FHI 360 is just one of scores of organizations (both for-profit and nonprofit) that count on contracts and grants from bilateral and multilateral donors to implement development work in many countries around the world. It is a lucrative business, and new work keeps coming. USAID, for one, continues to release large grants and contracts. Take just two recent examples: The Youth Power Implementation Indefinite Delivery Indefinite Quantity contract, USAID’s first dedicated cross-sectoral youth development project, involves six prime contractors — FHI 360, DAI, Creative Associates, Global Communities, RTI International and Banyan Global — and over 70 subcontractors, the majority of which are U.S.-based. The work will run into 2020. A recent Water and Development IDIQ, meanwhile, which involves seven prime contractors — all global north firms — will also run to 2020 and cost $1 billion.

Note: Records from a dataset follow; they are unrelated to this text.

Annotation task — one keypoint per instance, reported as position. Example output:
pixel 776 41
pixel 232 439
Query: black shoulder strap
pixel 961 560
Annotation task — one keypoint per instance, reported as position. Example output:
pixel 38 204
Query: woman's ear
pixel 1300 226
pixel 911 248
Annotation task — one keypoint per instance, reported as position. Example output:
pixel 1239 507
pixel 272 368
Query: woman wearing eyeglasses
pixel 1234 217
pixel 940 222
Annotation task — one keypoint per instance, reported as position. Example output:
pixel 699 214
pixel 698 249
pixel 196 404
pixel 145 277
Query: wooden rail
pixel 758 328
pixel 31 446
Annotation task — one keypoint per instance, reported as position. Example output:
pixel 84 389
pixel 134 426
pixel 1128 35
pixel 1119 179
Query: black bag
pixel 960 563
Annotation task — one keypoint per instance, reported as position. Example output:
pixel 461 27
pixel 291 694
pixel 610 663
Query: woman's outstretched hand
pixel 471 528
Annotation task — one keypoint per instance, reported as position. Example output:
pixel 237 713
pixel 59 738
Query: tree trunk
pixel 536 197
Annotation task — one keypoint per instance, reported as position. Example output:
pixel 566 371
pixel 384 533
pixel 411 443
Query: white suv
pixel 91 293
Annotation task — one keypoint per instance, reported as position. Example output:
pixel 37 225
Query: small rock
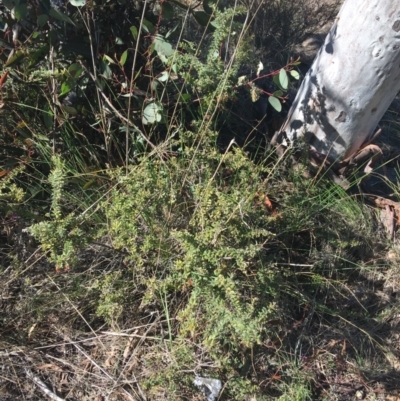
pixel 209 387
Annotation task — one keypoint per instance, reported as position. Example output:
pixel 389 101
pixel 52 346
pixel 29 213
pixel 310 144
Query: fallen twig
pixel 42 386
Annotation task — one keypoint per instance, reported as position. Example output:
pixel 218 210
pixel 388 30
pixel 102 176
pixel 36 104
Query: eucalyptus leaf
pixel 275 103
pixel 20 11
pixel 148 27
pixel 66 87
pixel 42 19
pixel 18 56
pixel 164 76
pixel 153 113
pixel 105 69
pixel 70 110
pixel 295 74
pixel 134 32
pixel 174 31
pixel 202 18
pixel 167 10
pixel 208 6
pixel 181 5
pixel 77 3
pixel 162 47
pixel 60 16
pixel 283 79
pixel 75 70
pixel 184 97
pixel 38 55
pixel 123 58
pixel 277 82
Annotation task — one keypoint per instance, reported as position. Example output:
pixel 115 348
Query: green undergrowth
pixel 202 248
pixel 135 203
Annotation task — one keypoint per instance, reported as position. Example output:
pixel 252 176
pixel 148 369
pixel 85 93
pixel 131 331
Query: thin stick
pixel 42 386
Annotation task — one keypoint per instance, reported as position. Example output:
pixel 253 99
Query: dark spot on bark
pixel 296 124
pixel 396 26
pixel 329 48
pixel 341 117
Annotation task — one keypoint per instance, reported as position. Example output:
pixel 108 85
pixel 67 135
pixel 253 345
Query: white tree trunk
pixel 353 80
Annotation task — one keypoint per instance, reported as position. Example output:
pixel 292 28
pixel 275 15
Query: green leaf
pixel 9 4
pixel 167 11
pixel 173 32
pixel 276 82
pixel 181 5
pixel 277 94
pixel 148 27
pixel 105 69
pixel 42 19
pixel 275 103
pixel 109 59
pixel 152 113
pixel 123 58
pixel 70 110
pixel 208 6
pixel 66 87
pixel 134 32
pixel 243 80
pixel 60 16
pixel 164 76
pixel 20 11
pixel 38 55
pixel 295 74
pixel 77 3
pixel 283 79
pixel 18 56
pixel 202 17
pixel 184 97
pixel 75 70
pixel 162 47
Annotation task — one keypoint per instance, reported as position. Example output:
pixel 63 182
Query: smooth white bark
pixel 353 80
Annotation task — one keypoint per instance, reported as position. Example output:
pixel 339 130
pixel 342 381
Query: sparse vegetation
pixel 149 233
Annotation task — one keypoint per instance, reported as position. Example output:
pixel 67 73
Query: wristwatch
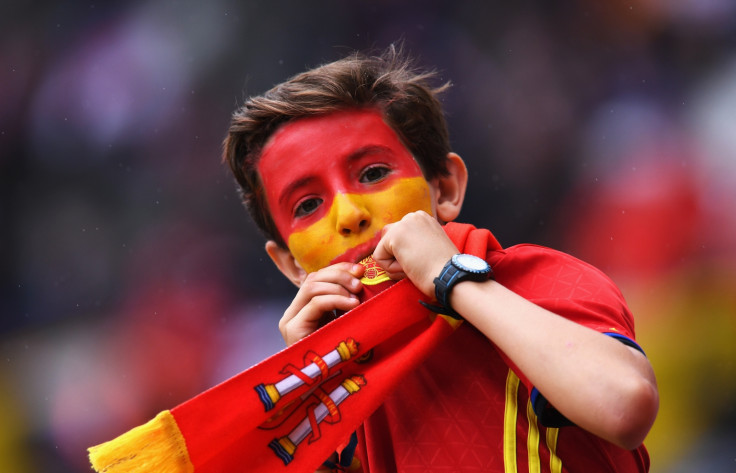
pixel 461 267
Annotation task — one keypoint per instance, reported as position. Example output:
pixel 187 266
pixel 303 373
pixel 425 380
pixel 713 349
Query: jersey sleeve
pixel 569 288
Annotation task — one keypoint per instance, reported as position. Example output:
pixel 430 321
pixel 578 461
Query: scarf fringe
pixel 157 445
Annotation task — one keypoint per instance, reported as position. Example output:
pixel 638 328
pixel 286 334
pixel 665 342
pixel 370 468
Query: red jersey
pixel 466 409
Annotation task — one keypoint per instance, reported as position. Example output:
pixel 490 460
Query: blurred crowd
pixel 131 278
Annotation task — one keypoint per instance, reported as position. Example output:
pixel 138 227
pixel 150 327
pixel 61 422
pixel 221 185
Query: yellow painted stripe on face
pixel 555 462
pixel 532 440
pixel 315 246
pixel 509 423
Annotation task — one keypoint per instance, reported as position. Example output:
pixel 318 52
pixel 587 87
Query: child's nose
pixel 352 216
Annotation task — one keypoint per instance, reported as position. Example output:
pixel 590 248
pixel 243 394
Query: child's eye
pixel 374 174
pixel 307 206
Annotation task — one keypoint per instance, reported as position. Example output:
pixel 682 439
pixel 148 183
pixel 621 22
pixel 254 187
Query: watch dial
pixel 473 263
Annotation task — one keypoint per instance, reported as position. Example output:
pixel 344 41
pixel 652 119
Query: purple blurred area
pixel 131 278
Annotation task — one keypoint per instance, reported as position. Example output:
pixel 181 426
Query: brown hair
pixel 387 82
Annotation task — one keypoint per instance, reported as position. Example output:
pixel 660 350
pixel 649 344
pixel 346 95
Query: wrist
pixel 461 267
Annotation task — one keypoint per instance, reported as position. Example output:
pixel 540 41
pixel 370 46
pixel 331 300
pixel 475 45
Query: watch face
pixel 470 263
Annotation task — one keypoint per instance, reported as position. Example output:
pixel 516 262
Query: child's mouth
pixel 358 253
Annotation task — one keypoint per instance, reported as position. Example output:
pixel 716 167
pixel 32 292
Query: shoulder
pixel 563 284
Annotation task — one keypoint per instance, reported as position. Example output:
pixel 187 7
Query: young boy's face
pixel 332 183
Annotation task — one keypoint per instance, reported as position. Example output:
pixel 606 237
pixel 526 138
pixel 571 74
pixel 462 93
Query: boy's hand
pixel 331 288
pixel 415 247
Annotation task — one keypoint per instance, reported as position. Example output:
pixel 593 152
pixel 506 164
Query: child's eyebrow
pixel 294 186
pixel 353 156
pixel 368 150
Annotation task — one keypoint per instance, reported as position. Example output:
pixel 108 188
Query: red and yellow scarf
pixel 291 411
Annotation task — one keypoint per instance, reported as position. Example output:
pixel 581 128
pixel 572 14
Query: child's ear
pixel 286 263
pixel 450 189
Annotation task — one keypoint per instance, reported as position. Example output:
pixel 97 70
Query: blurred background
pixel 131 278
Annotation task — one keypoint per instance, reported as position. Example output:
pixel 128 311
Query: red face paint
pixel 333 181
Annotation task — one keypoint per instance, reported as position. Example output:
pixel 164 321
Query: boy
pixel 352 159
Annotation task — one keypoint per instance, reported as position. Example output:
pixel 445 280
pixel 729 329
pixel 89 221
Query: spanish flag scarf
pixel 291 411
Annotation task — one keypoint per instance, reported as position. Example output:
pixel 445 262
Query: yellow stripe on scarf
pixel 509 423
pixel 157 445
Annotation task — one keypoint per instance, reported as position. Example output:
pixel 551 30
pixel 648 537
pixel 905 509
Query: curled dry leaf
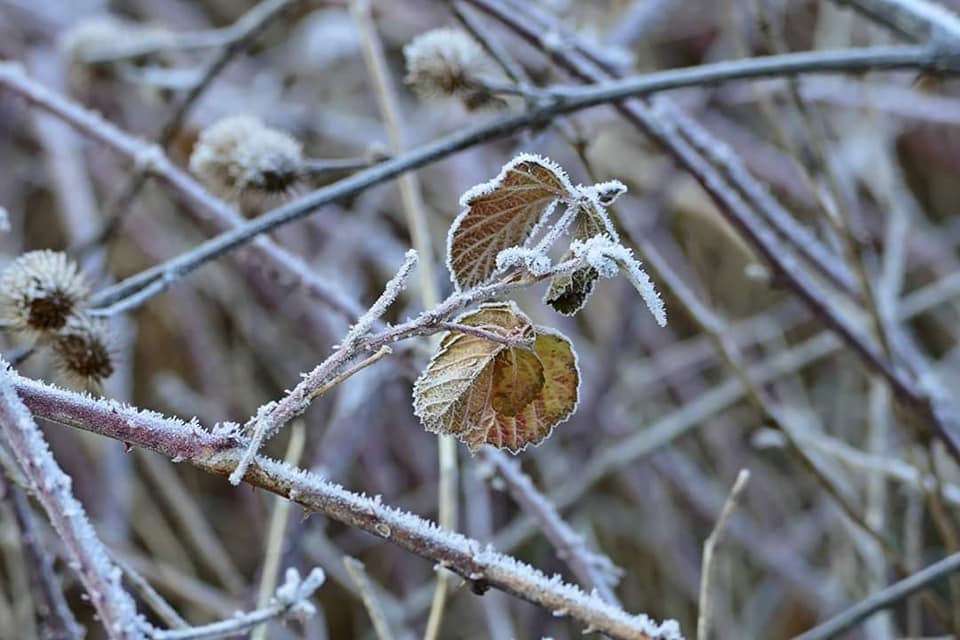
pixel 502 213
pixel 486 392
pixel 568 292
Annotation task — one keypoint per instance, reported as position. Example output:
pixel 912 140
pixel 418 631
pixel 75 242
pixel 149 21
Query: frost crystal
pixel 536 262
pixel 609 258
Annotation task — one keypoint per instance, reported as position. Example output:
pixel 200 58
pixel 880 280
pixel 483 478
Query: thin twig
pixel 278 526
pixel 359 574
pixel 883 599
pixel 207 209
pixel 593 569
pixel 162 276
pixel 243 32
pixel 292 598
pixel 709 548
pixel 56 620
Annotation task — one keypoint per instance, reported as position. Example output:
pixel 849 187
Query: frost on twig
pixel 291 600
pixel 101 578
pixel 272 416
pixel 216 453
pixel 609 258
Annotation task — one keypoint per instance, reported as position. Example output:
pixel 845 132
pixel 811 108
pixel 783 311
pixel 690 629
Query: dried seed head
pixel 83 353
pixel 442 62
pixel 40 291
pixel 106 39
pixel 240 154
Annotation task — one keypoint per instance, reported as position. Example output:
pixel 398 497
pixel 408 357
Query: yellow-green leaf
pixel 555 403
pixel 517 379
pixel 455 387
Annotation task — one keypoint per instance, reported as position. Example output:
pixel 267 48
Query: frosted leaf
pixel 605 192
pixel 486 392
pixel 502 213
pixel 517 380
pixel 555 403
pixel 536 262
pixel 453 391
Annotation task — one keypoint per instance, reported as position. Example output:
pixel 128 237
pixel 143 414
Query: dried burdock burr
pixel 41 291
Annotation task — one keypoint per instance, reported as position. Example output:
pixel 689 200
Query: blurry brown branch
pixel 886 598
pixel 235 39
pixel 709 548
pixel 219 453
pixel 207 209
pixel 593 569
pixel 741 199
pixel 158 278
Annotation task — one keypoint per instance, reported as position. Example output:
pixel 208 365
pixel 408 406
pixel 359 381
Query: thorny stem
pixel 219 454
pixel 88 557
pixel 271 417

It’s hard to reconcile Mr. Fine’s belief that “we” cannot export development with his equally strong belief that “our” work is never done. What indeed do “we” — the hundreds of northern firms that get to charge fairly large overhead costs that reduce the value of each dollar that gets to the developing countries — have to offer? Technical skill? Knowledge? Cultural sensitivity? Today northern firms in development talk about “partnerships,” “knowledge sharing,” and so forth. But this is often a thin rhetorical veneer overlaid on what is basically self-interest. Those who have spent time in the field know how these partnerships look and feel. In my opinion, they are first and foremost unequal — the donors and their agents (northern firms such as those who will implement the Youth Power IDIQ) control the money, and so they have the power. Their partners know this and act accordingly, because some of that money will trickle down to them and they need it.
Last year, I finished a 30-month project — funded by USAID through FHI 360 and MSI — that took me and my team to nine countries in which we interviewed over 300 local organizations about the future of aid. We found tremendous capacity among local organizations and local people. We met countless smart, savvy, tough-minded people who are ready to lead development in their own countries. When we pushed on the question of what, then, do the northern “partners” bring to the table, the most common answer we got was access to money and clout. When we pushed further and asked if they brought skills that local organizations and people did not have, the candid answer of the majority was no.
Beneath the surface, however, we detected an ambivalence about the whole set up. Those in the global north have been leading development projects for so long that habits have set in that make it hard to let go. Both sides, the global north and the global south, are used to the way the game is played. Everyone knows the routines, the jargon, and the unwritten rules. And while our research showed real capacity and a confidence that “they” can do the job with very little help from “us,” we found an ambivalence about letting go of old patterns. We called this syndrome “co-dependency.” It lies at the heart of the dilemma of country ownership.
The best thing “we” as the global north can do to promote country ownership is to reduce co-dependency, and by so doing bring back local self-confidence and the strong emergence of local capacity. But for us to do that, we need to back off, control less, and indeed do less. Naturally that will mean less money for us. But that is what working ourselves out of job means. And that, sadly, is why Mr. Fine and most of the rest of us don’t want to do it.
In the aid industry working ourselves out of a job is simply not in our best interests. It’s too lucrative to stay in business.